Deri işiyle uğraşan ve çok zengin olan Şerif Aliağa'nın,
biri İstanbullu, diğeri İzmirli olmak üzere iki eşi varmış.
Eşleri memleket hasreti çekmesin diye odalarına İzmir Saat
Kulesi'nin çevresini ve İstanbul Boğazı'nı gösteren resimler
yaptırmış.
Salonda bir de Alanya Kızıl Kulesi'nin bulunduğu resim var.
Bu da yaz tatili özlemi için olsa gerek!..
Ahşap konağın yemişlik bölümleri ise oldukça ilgi çekici.
Bu bölümlerde uzun süre meyve saklanabiliyor ve çürümeye
başladığında da, konağa meyve kokusu hakimiyeti veriyormuş.
Birgi
Köy Evleri
Birgi Köyü'nde daracık sokaklarında ve ana yoldan yukarı
doğru çıkıldıkça, yüksek kısımlarda az sayıda kalmış eski
Birgi evlerine rastlanıyor. Çakırağa Konağı görkemli kadar
olmasa da köy evleri mimari özelliklerini yansıtarak göz
okşuyor.
Antik Kent Sard
Sard harabeleri her ne kadar Manisa il sınırları içindeyse
de, hem İzmir Gölcük güzergâhında olması, hem de Gölcük'e
en yakın antik kent özelliği taşıması nedeniyle Sard Artemis
tapınağını ve sinagogu da geziyoruz.
Kazılarda
M.Ö. 1900 yıllarına inebilen Sard'da, Pers yenilgisine kadar
Lidya uygarlığı görülüyor. Persler'in, Büyük İskender'in
ve İskender'in komutanlarının eline geçen Sard, M.Ö. 180
yılında Bergama Krallığı'na, sonra da Roma idaresine geçmiş.
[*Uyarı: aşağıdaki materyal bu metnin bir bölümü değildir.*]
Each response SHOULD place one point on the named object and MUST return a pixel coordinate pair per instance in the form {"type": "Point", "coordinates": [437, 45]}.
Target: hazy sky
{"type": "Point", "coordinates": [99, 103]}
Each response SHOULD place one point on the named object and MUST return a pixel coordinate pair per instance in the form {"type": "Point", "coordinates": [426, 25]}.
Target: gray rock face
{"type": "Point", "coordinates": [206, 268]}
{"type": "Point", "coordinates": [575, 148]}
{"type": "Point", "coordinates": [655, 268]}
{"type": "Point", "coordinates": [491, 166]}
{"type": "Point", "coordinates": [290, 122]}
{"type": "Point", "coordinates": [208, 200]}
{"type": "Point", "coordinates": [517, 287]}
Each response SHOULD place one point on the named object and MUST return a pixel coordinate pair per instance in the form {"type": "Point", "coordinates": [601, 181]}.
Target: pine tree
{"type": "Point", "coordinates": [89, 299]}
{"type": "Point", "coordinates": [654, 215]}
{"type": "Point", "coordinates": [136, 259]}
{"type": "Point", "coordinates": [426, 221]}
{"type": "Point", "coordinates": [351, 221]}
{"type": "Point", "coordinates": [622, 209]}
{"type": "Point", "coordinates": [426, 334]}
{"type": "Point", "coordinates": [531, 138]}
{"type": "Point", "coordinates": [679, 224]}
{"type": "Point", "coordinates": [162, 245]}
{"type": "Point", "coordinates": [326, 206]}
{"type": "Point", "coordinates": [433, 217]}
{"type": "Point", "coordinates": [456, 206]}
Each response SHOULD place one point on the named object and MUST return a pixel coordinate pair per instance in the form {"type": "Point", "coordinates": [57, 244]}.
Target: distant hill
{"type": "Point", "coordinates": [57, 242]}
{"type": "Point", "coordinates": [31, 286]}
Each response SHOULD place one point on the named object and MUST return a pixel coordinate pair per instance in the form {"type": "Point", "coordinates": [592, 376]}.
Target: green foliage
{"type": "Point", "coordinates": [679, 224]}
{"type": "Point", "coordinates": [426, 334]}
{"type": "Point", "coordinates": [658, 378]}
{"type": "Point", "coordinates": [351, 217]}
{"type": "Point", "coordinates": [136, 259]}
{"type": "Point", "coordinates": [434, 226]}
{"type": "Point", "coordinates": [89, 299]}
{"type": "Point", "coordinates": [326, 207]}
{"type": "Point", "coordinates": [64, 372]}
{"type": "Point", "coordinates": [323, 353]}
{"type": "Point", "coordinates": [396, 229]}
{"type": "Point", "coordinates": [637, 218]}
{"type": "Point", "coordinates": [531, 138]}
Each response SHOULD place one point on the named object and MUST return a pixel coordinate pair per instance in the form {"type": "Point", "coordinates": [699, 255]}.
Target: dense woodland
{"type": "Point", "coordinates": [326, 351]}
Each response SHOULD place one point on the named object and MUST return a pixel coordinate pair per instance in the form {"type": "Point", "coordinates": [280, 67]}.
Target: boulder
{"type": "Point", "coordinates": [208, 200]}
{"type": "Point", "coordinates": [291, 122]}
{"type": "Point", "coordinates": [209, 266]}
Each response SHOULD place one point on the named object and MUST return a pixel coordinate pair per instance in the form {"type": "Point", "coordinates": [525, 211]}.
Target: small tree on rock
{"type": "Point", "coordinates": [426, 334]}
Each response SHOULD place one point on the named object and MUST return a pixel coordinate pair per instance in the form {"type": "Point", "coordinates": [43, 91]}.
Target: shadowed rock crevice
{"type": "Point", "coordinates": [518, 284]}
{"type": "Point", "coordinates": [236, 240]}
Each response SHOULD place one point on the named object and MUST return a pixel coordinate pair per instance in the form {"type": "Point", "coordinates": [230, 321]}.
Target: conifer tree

M.Ö. 17'de büyük bir deprem yaşayan Sard, M.Ö. 4. asırda
da Bizans'ın piskoposluk merkeziymiş.
Amerikalı arkeologlarca ortaya çıkarılan görkemli yapı Sard
Artemis tapınağı Helenistik devre ait.
İon tarzı bu tapınağın ön ve arkasında 8, yanlarında da
20 sütun yer alıyor.
Depremle yıkılan tapınak Romalılar tarafından tekrar restore
edilmiş. Tapınağın doğu cephesinde bir sütun üzerinde "Bu
felaket sonrası ilk ayağa kalkan benim!" yazısı bulunuyor.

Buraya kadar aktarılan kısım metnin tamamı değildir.